STN
STN

Reputation: 605

How to concisely write a policy to control access to Amazon EC2 resources based on tags

I have an IAM group called "devops" to which I want to apply a policy that will grant members of that group full access to EC2 instances tagged "Class=devops", and no access to any other EC2 instances. I found this great knowledge center article by Amazon which put me on the right path: https://aws.amazon.com/premiumsupport/knowledge-center/iam-ec2-resource-tags/.

The problem as I see it stems from the "Note" about halfway down that page:

"Full control" extends to all actions within the EC2 namespace with the exception of those Amazon EC2 API actions that currently do not support resource-level permissions. For more information, see Unsupported Resource-Level Permissions in the Amazon EC2 API Reference.

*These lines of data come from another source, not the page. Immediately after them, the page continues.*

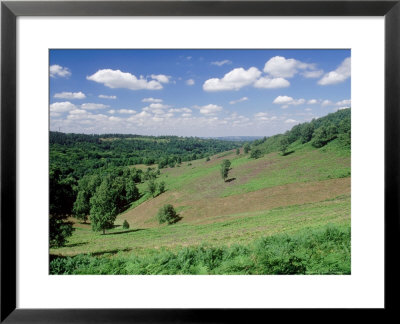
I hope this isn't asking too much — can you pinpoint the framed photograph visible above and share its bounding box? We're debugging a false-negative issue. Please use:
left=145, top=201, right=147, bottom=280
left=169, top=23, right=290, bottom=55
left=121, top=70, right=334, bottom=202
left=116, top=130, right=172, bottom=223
left=1, top=1, right=400, bottom=323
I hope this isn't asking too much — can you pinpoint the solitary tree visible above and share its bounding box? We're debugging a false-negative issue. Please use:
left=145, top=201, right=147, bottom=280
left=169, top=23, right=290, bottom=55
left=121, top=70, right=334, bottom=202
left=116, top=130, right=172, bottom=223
left=122, top=219, right=129, bottom=229
left=147, top=179, right=157, bottom=197
left=157, top=204, right=179, bottom=224
left=221, top=160, right=231, bottom=181
left=90, top=178, right=118, bottom=234
left=72, top=174, right=101, bottom=223
left=280, top=136, right=289, bottom=155
left=158, top=181, right=165, bottom=195
left=49, top=169, right=75, bottom=247
left=250, top=149, right=262, bottom=159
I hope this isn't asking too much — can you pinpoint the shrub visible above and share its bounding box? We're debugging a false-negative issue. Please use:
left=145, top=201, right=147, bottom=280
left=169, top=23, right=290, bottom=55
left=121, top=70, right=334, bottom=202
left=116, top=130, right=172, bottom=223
left=250, top=149, right=262, bottom=159
left=122, top=219, right=129, bottom=229
left=157, top=204, right=179, bottom=224
left=158, top=181, right=165, bottom=195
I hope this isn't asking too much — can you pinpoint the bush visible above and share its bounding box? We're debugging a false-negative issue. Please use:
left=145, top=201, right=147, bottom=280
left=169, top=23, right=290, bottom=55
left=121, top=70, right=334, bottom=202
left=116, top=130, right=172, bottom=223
left=122, top=219, right=129, bottom=229
left=157, top=204, right=179, bottom=224
left=250, top=149, right=262, bottom=159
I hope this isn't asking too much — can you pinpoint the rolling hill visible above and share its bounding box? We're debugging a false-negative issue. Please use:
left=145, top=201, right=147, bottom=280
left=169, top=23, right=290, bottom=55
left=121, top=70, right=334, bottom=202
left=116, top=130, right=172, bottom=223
left=50, top=109, right=351, bottom=273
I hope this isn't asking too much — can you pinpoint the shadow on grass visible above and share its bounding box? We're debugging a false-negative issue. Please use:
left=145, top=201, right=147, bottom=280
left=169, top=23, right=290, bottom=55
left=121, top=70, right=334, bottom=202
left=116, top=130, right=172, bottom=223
left=65, top=242, right=88, bottom=247
left=89, top=248, right=132, bottom=256
left=282, top=151, right=295, bottom=156
left=168, top=214, right=183, bottom=225
left=103, top=225, right=145, bottom=235
left=225, top=178, right=236, bottom=182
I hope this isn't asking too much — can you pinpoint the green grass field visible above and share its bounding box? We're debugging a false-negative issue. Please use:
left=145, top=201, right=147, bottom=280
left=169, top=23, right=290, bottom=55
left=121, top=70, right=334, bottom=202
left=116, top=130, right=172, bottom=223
left=50, top=141, right=351, bottom=274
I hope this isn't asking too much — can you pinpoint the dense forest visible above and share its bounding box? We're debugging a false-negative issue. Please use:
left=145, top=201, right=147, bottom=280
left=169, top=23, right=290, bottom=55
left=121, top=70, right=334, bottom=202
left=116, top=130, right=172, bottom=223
left=50, top=132, right=242, bottom=178
left=49, top=132, right=243, bottom=246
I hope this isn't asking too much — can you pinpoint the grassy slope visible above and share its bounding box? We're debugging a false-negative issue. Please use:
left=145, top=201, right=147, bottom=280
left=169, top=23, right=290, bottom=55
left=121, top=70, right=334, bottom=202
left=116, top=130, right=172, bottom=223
left=51, top=141, right=350, bottom=256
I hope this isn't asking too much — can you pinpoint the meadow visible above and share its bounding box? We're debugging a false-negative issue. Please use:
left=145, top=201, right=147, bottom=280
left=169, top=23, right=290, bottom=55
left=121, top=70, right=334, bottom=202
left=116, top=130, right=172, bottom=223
left=50, top=135, right=351, bottom=274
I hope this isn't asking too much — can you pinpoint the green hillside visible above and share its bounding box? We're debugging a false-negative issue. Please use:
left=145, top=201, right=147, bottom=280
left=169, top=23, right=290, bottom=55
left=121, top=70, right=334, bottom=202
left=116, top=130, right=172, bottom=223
left=50, top=109, right=351, bottom=274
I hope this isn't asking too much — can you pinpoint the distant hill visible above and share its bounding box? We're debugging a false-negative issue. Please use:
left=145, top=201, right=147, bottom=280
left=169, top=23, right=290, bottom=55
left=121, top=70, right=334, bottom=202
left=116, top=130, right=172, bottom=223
left=203, top=136, right=263, bottom=142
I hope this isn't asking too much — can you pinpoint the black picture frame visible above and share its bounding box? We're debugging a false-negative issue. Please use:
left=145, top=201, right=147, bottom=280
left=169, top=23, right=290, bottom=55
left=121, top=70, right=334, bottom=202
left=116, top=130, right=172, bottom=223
left=0, top=0, right=400, bottom=323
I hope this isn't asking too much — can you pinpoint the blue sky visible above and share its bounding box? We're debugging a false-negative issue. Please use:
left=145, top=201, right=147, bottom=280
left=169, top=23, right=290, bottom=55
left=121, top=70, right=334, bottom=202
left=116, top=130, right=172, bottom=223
left=49, top=49, right=351, bottom=137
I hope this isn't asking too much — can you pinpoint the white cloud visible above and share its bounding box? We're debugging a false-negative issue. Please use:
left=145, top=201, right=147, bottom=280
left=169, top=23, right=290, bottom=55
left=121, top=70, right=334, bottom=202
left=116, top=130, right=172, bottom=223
left=50, top=64, right=71, bottom=78
left=318, top=57, right=351, bottom=85
left=118, top=109, right=136, bottom=114
left=142, top=103, right=169, bottom=115
left=264, top=56, right=315, bottom=78
left=203, top=67, right=261, bottom=91
left=321, top=99, right=334, bottom=107
left=151, top=74, right=171, bottom=83
left=50, top=101, right=76, bottom=113
left=53, top=91, right=86, bottom=99
left=254, top=77, right=290, bottom=89
left=272, top=96, right=306, bottom=109
left=229, top=97, right=249, bottom=105
left=301, top=70, right=324, bottom=79
left=108, top=116, right=122, bottom=122
left=86, top=69, right=163, bottom=90
left=168, top=108, right=192, bottom=113
left=211, top=60, right=232, bottom=66
left=336, top=99, right=351, bottom=107
left=142, top=98, right=162, bottom=102
left=81, top=102, right=110, bottom=110
left=195, top=104, right=222, bottom=115
left=69, top=109, right=87, bottom=115
left=254, top=112, right=278, bottom=122
left=99, top=95, right=117, bottom=99
left=307, top=99, right=319, bottom=105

If you follow the link in the note to the list of unsupported resource-level permissions, you'll find that it's dozens of items long. You'll also find this statement:

All Amazon EC2 actions can be used in an IAM policy to either grant or deny users permission to use that action. However, not all Amazon EC2 actions support resource-level permissions, which enable you to specify the resources on which an action can be performed. The following Amazon EC2 API actions currently do not support resource-level permissions; therefore, to use these actions in an IAM policy, you must grant users permission to use all resources for the action by using a * wildcard for the Resource element in your statement. In order to grant "allow" permissions to all of these.

If I wanted to grant permissions in this policy to all of those actions which don't support resource-level permissions, my policy would be hundreds of lines long! Is there a better and more concise way to do this?

Upvotes: 0

Views: 101

Answers (1)

John Hanley
John Hanley

Reputation: 81356

There is one simple shortcut. A lot of the actions start with the same word such as "Describe". You can cover this list with a wildcard. Example, "Action" : "ec2:Describe*".

Just be careful with actions that will then override your other policy sections that DENY actions for specific resources.